One only needs to watch the news to whole heartedly agree with the two previous posters!! No flaming here. Vacations should be fun but more importantly safe. :flower:


Suzanne
 
Yes, I would be wary of pedophiles on the boat...which is why my child was directed not to even speak to adults other than family or CMs...however, as someone who works w/abused kids, I can tell you that the majority of sexual offenses are from predators that a child is RELATED to (ie, dad, grandpa) than total strangers.
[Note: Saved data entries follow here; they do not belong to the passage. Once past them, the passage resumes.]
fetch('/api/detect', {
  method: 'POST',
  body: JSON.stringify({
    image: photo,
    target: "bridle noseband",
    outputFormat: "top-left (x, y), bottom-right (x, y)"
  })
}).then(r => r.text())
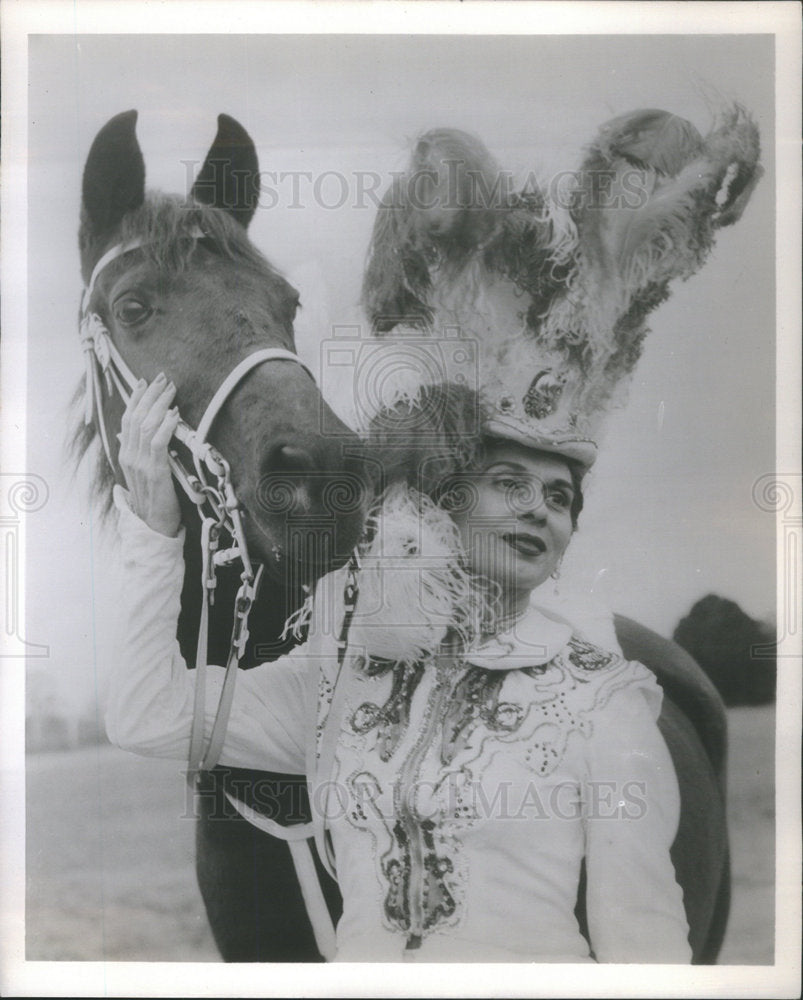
top-left (79, 230), bottom-right (315, 780)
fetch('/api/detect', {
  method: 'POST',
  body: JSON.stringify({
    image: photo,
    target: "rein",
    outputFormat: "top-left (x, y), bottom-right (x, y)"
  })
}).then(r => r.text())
top-left (79, 232), bottom-right (314, 781)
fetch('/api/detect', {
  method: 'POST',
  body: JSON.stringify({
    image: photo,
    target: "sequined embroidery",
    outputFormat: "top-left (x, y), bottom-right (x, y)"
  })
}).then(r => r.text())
top-left (565, 636), bottom-right (617, 673)
top-left (441, 668), bottom-right (514, 765)
top-left (331, 633), bottom-right (650, 949)
top-left (350, 659), bottom-right (426, 761)
top-left (382, 818), bottom-right (457, 942)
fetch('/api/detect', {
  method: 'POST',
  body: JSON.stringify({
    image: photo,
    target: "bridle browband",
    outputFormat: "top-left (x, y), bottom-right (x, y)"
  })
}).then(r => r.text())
top-left (79, 230), bottom-right (315, 781)
top-left (80, 228), bottom-right (313, 500)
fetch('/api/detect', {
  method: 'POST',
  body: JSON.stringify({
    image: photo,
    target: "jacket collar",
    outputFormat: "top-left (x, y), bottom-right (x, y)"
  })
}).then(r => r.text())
top-left (465, 600), bottom-right (573, 671)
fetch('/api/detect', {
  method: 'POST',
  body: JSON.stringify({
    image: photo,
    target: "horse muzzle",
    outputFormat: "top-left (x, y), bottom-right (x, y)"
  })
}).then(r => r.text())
top-left (247, 438), bottom-right (371, 582)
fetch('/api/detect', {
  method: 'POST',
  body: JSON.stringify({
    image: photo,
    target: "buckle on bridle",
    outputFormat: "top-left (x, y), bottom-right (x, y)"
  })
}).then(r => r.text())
top-left (230, 565), bottom-right (264, 657)
top-left (200, 517), bottom-right (222, 602)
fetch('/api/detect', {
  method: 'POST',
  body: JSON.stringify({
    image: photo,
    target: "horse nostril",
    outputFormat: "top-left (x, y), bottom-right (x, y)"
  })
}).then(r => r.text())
top-left (269, 443), bottom-right (315, 474)
top-left (258, 440), bottom-right (369, 529)
top-left (258, 443), bottom-right (316, 517)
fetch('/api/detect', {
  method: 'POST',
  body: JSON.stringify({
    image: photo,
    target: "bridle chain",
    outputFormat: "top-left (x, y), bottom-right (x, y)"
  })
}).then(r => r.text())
top-left (79, 231), bottom-right (315, 779)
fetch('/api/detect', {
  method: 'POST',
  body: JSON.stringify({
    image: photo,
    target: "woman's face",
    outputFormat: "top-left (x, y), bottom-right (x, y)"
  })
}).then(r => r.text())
top-left (449, 441), bottom-right (576, 599)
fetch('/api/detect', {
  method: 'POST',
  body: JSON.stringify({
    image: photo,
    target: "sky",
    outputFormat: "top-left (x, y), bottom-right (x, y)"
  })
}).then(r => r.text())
top-left (19, 30), bottom-right (777, 717)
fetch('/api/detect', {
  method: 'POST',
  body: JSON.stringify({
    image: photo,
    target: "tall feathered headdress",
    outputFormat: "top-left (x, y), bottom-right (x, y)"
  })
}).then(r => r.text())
top-left (361, 105), bottom-right (763, 468)
top-left (316, 105), bottom-right (763, 666)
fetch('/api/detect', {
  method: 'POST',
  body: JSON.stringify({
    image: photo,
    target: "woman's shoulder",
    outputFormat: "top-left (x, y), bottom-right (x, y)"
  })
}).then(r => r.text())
top-left (560, 634), bottom-right (623, 674)
top-left (542, 635), bottom-right (664, 723)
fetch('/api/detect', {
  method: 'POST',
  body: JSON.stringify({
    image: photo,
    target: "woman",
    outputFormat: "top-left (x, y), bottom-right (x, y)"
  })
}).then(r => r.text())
top-left (107, 375), bottom-right (692, 964)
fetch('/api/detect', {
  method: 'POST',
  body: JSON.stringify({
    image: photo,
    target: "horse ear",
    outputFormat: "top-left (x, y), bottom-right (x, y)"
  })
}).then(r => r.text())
top-left (191, 114), bottom-right (260, 229)
top-left (81, 110), bottom-right (145, 241)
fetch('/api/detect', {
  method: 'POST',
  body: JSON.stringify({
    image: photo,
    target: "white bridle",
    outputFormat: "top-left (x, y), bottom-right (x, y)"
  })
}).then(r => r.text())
top-left (79, 232), bottom-right (314, 775)
top-left (80, 229), bottom-right (313, 509)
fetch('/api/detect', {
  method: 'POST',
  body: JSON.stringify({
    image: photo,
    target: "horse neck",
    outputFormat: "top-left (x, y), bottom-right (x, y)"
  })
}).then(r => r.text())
top-left (176, 495), bottom-right (305, 669)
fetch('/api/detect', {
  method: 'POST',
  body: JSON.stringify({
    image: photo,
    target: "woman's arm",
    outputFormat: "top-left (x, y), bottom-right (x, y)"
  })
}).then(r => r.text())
top-left (105, 374), bottom-right (308, 774)
top-left (583, 670), bottom-right (692, 964)
top-left (105, 489), bottom-right (308, 774)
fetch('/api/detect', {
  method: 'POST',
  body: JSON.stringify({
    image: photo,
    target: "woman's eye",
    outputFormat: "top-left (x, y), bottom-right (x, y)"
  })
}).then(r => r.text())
top-left (495, 477), bottom-right (518, 490)
top-left (113, 298), bottom-right (152, 326)
top-left (548, 491), bottom-right (571, 510)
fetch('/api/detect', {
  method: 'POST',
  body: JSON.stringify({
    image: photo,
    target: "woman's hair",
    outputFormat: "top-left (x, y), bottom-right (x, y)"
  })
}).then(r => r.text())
top-left (566, 460), bottom-right (585, 529)
top-left (359, 382), bottom-right (584, 654)
top-left (366, 381), bottom-right (584, 528)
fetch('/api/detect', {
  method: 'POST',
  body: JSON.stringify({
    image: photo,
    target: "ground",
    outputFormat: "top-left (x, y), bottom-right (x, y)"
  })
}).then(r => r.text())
top-left (25, 704), bottom-right (775, 963)
top-left (716, 704), bottom-right (776, 965)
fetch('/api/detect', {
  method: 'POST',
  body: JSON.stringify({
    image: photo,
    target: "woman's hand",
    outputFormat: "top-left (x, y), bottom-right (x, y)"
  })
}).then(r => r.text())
top-left (118, 373), bottom-right (182, 537)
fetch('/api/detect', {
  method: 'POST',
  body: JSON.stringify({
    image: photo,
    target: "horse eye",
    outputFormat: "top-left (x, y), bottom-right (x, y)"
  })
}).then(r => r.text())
top-left (113, 297), bottom-right (152, 327)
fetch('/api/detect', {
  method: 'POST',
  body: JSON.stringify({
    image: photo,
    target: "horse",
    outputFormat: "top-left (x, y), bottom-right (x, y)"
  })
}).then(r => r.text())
top-left (73, 110), bottom-right (366, 961)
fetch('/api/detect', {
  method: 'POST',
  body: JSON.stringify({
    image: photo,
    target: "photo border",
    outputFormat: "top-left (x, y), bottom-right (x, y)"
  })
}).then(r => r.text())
top-left (2, 2), bottom-right (800, 997)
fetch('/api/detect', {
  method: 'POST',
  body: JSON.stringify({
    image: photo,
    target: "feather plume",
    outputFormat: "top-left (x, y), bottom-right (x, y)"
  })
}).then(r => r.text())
top-left (536, 104), bottom-right (763, 407)
top-left (347, 484), bottom-right (493, 666)
top-left (360, 105), bottom-right (762, 456)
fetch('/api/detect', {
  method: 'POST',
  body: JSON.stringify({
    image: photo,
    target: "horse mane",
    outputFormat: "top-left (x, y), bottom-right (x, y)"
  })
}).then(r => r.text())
top-left (71, 191), bottom-right (301, 515)
top-left (81, 192), bottom-right (296, 306)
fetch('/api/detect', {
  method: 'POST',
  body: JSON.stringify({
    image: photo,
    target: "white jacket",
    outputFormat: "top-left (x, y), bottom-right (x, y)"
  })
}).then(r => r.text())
top-left (107, 488), bottom-right (691, 963)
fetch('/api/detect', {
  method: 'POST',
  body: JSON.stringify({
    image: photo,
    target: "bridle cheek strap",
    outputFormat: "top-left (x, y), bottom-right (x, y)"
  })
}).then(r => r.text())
top-left (189, 348), bottom-right (314, 491)
top-left (80, 236), bottom-right (314, 779)
top-left (80, 229), bottom-right (314, 475)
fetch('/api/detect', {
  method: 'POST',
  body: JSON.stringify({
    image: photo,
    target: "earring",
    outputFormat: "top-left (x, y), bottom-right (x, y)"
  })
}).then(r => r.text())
top-left (551, 559), bottom-right (562, 596)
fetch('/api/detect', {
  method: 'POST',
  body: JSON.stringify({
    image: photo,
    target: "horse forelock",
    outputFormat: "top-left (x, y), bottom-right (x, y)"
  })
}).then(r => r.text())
top-left (81, 193), bottom-right (300, 333)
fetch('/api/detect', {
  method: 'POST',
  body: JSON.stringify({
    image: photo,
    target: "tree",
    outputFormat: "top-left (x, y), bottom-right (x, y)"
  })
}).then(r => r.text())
top-left (673, 594), bottom-right (776, 706)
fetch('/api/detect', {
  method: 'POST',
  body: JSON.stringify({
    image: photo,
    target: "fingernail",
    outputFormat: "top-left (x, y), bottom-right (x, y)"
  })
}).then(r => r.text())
top-left (155, 372), bottom-right (166, 383)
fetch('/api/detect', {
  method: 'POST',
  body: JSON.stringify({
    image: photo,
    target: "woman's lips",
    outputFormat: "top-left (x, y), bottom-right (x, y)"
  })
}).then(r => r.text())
top-left (501, 532), bottom-right (547, 558)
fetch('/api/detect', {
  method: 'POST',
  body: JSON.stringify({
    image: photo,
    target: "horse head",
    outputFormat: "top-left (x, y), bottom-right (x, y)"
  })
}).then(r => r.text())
top-left (76, 110), bottom-right (369, 590)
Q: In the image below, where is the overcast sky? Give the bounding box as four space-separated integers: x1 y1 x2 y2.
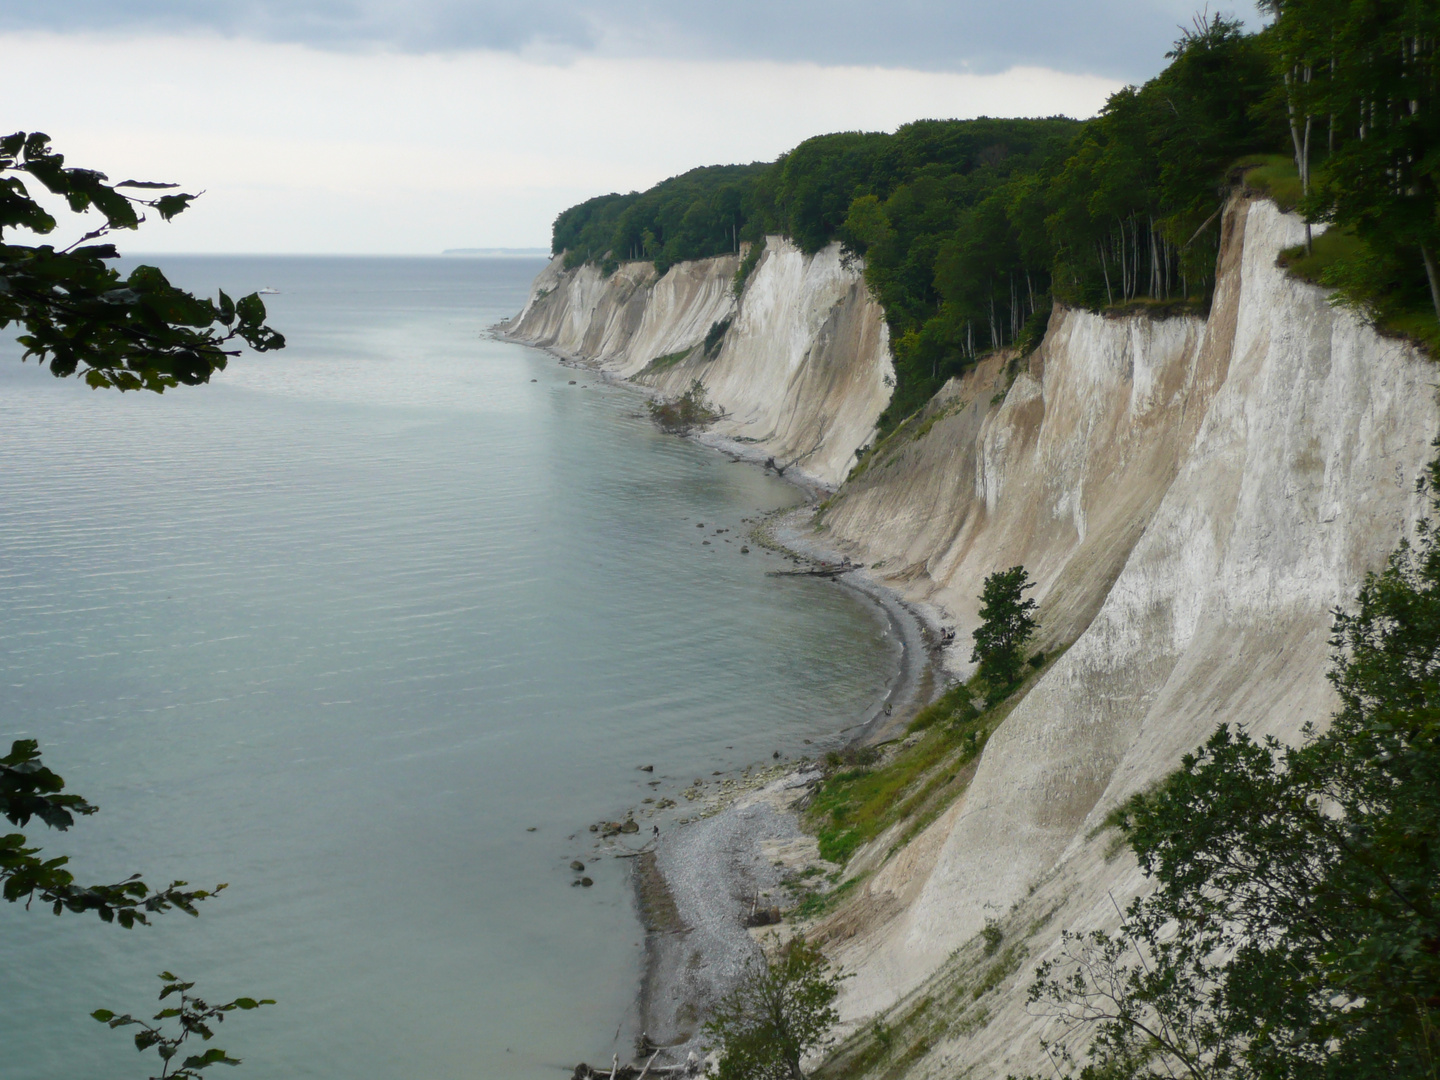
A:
4 2 1254 253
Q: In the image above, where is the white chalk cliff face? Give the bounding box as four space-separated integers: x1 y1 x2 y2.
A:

As I said before, my 10 yo boy is mature enough to get signing in/out privledges. He has no interest in girls and we can discuss any subject, so I feel confident he would not be doing some of the teenage behaviors mentioned. Now, when he is 15, he may have to be tied to my ankle while we are on the boat, but for now, as I previously stated, I had full confidence in him. Never was there a time where I did not know where he was and who he was with...nor did I give him these freedoms for my own convenience, but rather a privledge he had earned.
 
The guideline I usually recommend to use, is consider if you would allow your child to visit the local mall without adult supervision. If there is a maturity level, and the ability to take care of oneself alone, then by all means. I personally preferred to err on the side of caution and did not allow my girls such freedom for late hours till they were well in their teens. I trust their judgement implicitly, however, I do not trust the unknown who may be lurking for an opportunity. They were free to explore the ship during the day, together, but I set a curfew for the evening.

While spending a couple of hours at the adult pool, we counted 8 children, some alone and some in pairs, who attempted to either enter the adult pool, or just the general area. They were all under age 12 and unaccompanied by any adults. One cute little boy enjoyed riding the elevator as the official button presser, lol. But, it was annoying when we received hang up calls 3 times in our stateroom. No idea who it was, but it seemed to coincide with when we placed our privacy sign on the door in order to shower for dinner.

So, I can only speak for myself, and I feel I did the right thing by making sure my girls were as safe as possible on board ship.
 
Couple of summers ago my girlfriend was on an Alaskan cruise with her hubby and two teenaged boys (17 & 14). They had given the boys pretty much free run of the ship as they are responsible kids.

However she came back to the stateroom unexpectedly one afternoon and caught the 17 y.o. with a girl in a "compromising" position ... they weren't having sex but were very close to it. Needless to say she was quite upset.

So even responsible/good teens can make irresponsible choices.